I am experiencing that a number of results do not arrive to the level of species classification at least if studied by means of relative percentage.
I am using open-reference clustering and default database in qiime2 release.
In a recente excercise with public data I found that using NCBI BLAST on let’s say unclassified sequences I had the opportunity to identify something I was missing in my results.
This is really quite typical — short amplicon reads (e.g., of 16S) typically cannot be resolved to species level because they match more than one species.
NCBI BLAST results are misleading — of course you get species-level classifications, because you are performing local alignment against other (usually longer) sequences that typically have species annotations. Just because a short read aligns to a reference, even perfectly, does not mean that is a correct match.

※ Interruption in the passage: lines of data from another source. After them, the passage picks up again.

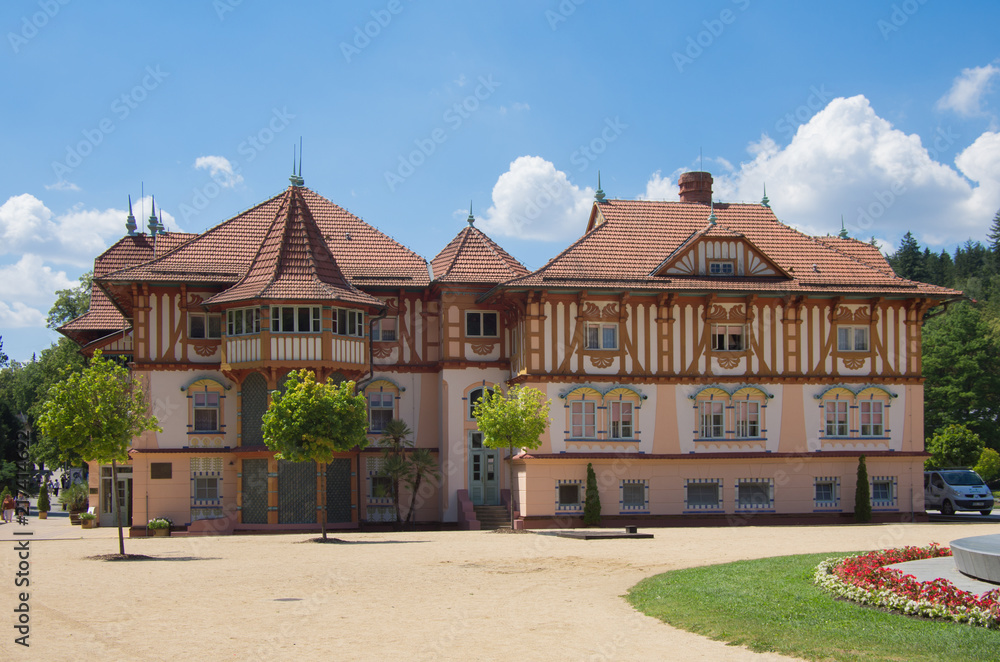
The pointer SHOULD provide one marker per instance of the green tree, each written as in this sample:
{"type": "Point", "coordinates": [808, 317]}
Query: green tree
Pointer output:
{"type": "Point", "coordinates": [95, 414]}
{"type": "Point", "coordinates": [422, 465]}
{"type": "Point", "coordinates": [312, 421]}
{"type": "Point", "coordinates": [70, 303]}
{"type": "Point", "coordinates": [908, 261]}
{"type": "Point", "coordinates": [395, 440]}
{"type": "Point", "coordinates": [592, 500]}
{"type": "Point", "coordinates": [988, 466]}
{"type": "Point", "coordinates": [953, 446]}
{"type": "Point", "coordinates": [961, 368]}
{"type": "Point", "coordinates": [862, 494]}
{"type": "Point", "coordinates": [516, 420]}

It is important to assess (1) how good is that match, e.g., how much coverage and mismatches and (2) how many other taxa have equally or similarly good hits?
Assessing the quality of matches can be an arduous process, especially if you have 100s or 1000s of sequences — and this is why other methods are used by QIIME 2 (and similar platforms) for taxonomic classification: to automate the process of taxonomic classification.
All that said, seeing unclassified sequences classify to bacteria with NCBI BLAST can sometimes indicate an issue with the database/classifier you are using, or with the query sequences. I recommend checkout out the following troubleshooting steps just to make sure:
Different databases can often give different results, but not always better, and getting NCBI sequences in a QIIME 2-ready format can be a bit difficult (since NCBI does not release QIIME 2-formatted files). The link you provided is to qiime1 files, so is probably woefully out of data even if it is formatted correctly.
A few options:
See the link above.
try training a classifier to your specific amplicon region (see the tutorial at qiime2.org for details)
try a different taxonomic classification methods in q2-feature-classifier, like classify-consensus-vsearch
Thanks a lot for your answer and suggestions. I would like only to adda that the ampliacon used is pretty long (500nt) however I imagine that your comments about the possibility to reach the species level are still good, while for shorter amplicons also order is not reached.
Following your reasoning I just fix something:
regarding the database: in the link I proposed a QIIME1 formatted database from NCBI is proposed with sequences and taxonomic assignments. Now if we imagine to investigate how many different species are theoretically present in that or in the greengenes and maybe we would find that one is somehow enriched in assignments to species for example different Lactobacillus species, and the other one not, may we conclude that one is more appropriate to “map” those Lactobacillus species?
If this is correct I would go for maybe fixing the region with your suggested step, but switch to closed reference clustering because if I got it correctly it would not be good for example derive with a BLAST on NCBI assign taxonomy to an OTU not assigned, is this reasoning correct?
Length is not everything — different regions will have more/less resolving power for different taxonomic groups, so 500nt amplicons still may have trouble getting species level classification, and not that much better than 300 nt amplicons (which can also generally get down to genus level, but it all depends on the region).
The issue with your proposed approach is that closed-ref OTU clustering can give misleading results… you are aligning against reference sequences and just picking the top hit, which for the purposes of taxonomy classification is the equivalent of BLASTing and taking the top hit, which is problematic as I described. Greengenes attempted to fix this issue by creating a consensus taxonomy among sequences in each cluster, which is why so many greengenes taxonomies are incomplete: the ambiguous levels indicate that a sequence in that cluster could belong to any number of unknowns. NCBI sequences would need to be processed accordingly or else you will risk getting a very high rate of false-positive classifications.